9 Ağustos 2012 Perşembe

Yabancılara mülk satışının önündeki engeller kalktı

Yabancılara mülk satışının önündeki engeller kalktı

AKP yaptığı düzenlemelerle ekonomik büyümenin lokomotifi olarak gördüğü inşaat ve gayrimenkul sektörlerinin önündeki tüm yasal engelleri kaldırarak sermayenin, özellikle de Arap sermayesinin önünü açma gayreti içerisinde. Bu bağlamda son olarak kabul edilen Mütekabiliyet Yasası nedir ve neler getiriyor?
Her ne kadar serbest piyasa ekonomisi özellikle gelişmiş kapitalist ülkelerden dünyanın geri kalanına yayılan ekonomik krizin etkisi altında olsa da AKP iktidarı piyasacılıkta kararlı. Devletin etkinliğini sınırlandırarak eğitime, sağlığa varana kadar birçok alanı tam gaz sermayeye açarak piyasa düzenini egemen kılan AKP’nin, en kârlı gördüğü sektörler ise inşaat ve emlak.
Dolayısıyla AKP, gelecek yıllar için iktisadi büyümenin motoru olarak gördüğü inşaat ve emlak sektörlerini mümkün olduğunca serbestleştirme, kuralsızlaştırma ve özel yatırımcılara açma gayreti içerisinde.
Başta İstanbul olmak üzere Türkiye’yi gayrimenkul rantı üzerinden neo-liberal piyasa ekonomisi için önemli bir pazar haline dönüştüren AKP, bu politikanın gereği olarak çeşitli yasal düzenlemeler yapmaya devam ediyor. 5 Mayıs 2012 tarihinde kabul edilen Mütekabiliyet Yasası da bu amaca hizmet eden düzenlemelerden birisi.

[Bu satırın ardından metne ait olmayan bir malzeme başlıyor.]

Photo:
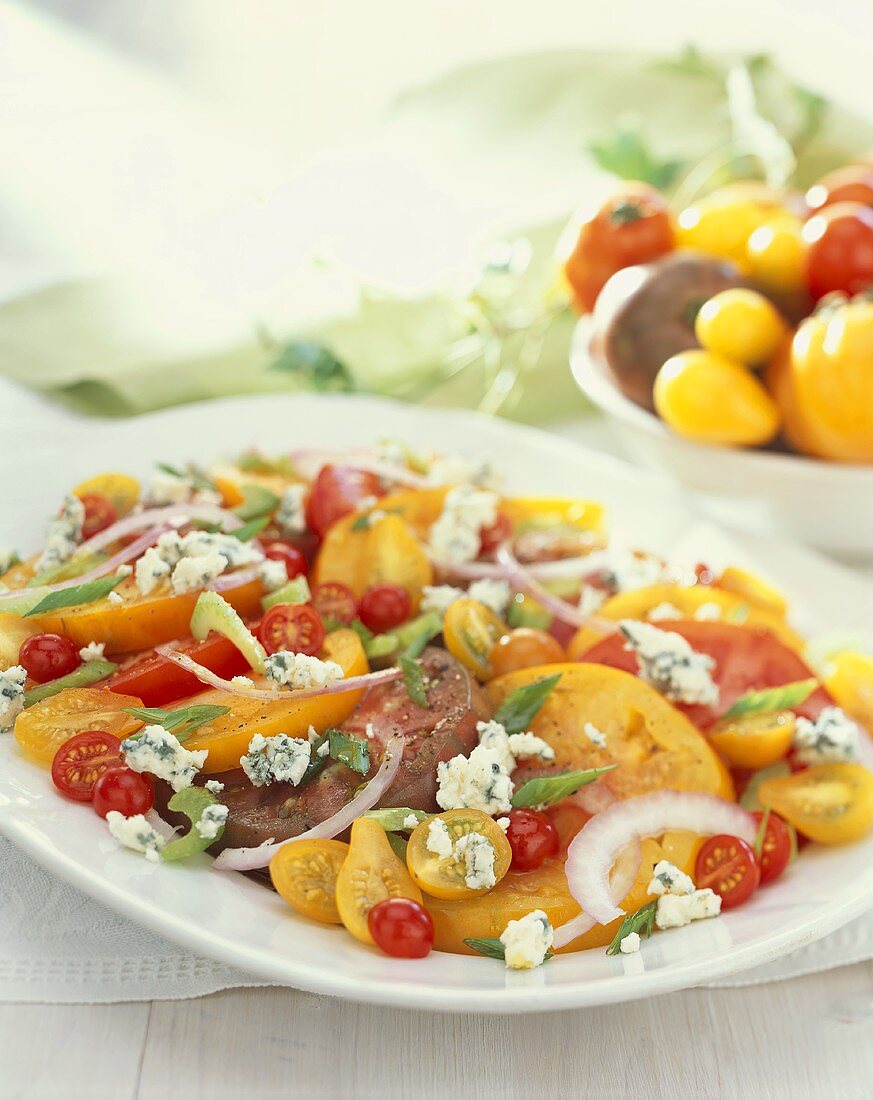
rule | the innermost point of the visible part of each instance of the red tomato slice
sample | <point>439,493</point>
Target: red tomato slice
<point>81,760</point>
<point>335,601</point>
<point>728,866</point>
<point>297,627</point>
<point>157,681</point>
<point>747,659</point>
<point>335,492</point>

Mütekabiliyet Yasası nedir?
Mütekabiliyet Yasası’na göre, Bakanlar Kurulu'nca belirlenen ülkelerin vatandaşı olan yabancı kişiler Türkiye'de taşınmaz mal satın alabiliyor. Özellikle Arap dünyası başta olmak üzere, yabancıların Türkiye'den gayrimenkul edinmesini kolaylaştıran Mütekabiliyet Yasası ile AKP iktidarının 10 yıl içinde 300 milyar dolar yabancı sermaye girişi beklediği öğrenildi.

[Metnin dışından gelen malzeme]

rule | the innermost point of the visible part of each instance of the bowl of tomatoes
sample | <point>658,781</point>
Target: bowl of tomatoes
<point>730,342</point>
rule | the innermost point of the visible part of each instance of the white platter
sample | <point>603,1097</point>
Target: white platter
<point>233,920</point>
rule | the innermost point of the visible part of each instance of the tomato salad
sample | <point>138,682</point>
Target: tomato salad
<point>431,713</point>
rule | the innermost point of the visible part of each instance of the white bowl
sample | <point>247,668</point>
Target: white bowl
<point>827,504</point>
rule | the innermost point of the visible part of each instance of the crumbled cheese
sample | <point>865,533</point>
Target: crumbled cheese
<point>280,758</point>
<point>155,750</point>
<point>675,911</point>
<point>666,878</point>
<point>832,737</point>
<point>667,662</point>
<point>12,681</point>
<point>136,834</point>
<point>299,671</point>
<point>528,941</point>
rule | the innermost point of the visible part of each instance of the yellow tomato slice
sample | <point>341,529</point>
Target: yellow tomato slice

Mütekabiliyet Yasası’na göre, yabancı uyruklu kişilere satılacak toprak miktarı 12 kat arttırılarak 30 hektara yükseltildi. Düzenlemeyle bir ilçedeki özel mülkiyete ait arazilerin yüzde 10'u yabancılara satılabilecek.
Yasa ile 183 ülke vatandaşı Türkiye’den şartsız gayrimenkul, taşınmaz mal, bina, ev ve arsa satın alabilecek.
Hangi ülkelere, hangi şartlar altında gayrimenkul satın alabiliyor?
Yasaya göre, halen 53 olan Türkiye'den şartsız gayrimenkul edinme hakkına sahip ülke sayısı 129'a çıkarken, 52 ülkeye özel sınırlamalar ve izin şartları getirildi. Bu ülkeler arasında ABD, Almanya, İngiltere, Fransa, Belçika, İtalya, Güney Kore ve Monaco yer alıyor.
Suriye, Ermenistan, Kuzey Kore, Küba, Nijerya ve Yemen 181 ülke arasında yer almadı. Bu ülke vatandaşları Türkiye'den gayrimenkul satın alamayacak.
AKP’nin yabancılara gayrimenkul satışında yüksek kâr oranları beklediği düzenlemesi ile İsrail, Çin, Danimarka, Doğu Timor ve Fiji vatandaşlarına bir mesken sınırlaması getirildi. Ürdün'e ise 2 mesken ve 1 işyerinden fazla gayrimenkul satışı yapılamayacak.
Mütekabiliyet Yasası’ndaki dikkat çekici bir diğer nokta ise bazı ülkelere getirilen özel şartlara göre, Rusya ve Ukrayna için “Karadeniz” hassasiyetinin korunması oldu. Bu ülkelerin vatandaşları Karadeniz sahilinde olmamak kaydıyla gayrimenkul edinebilecek.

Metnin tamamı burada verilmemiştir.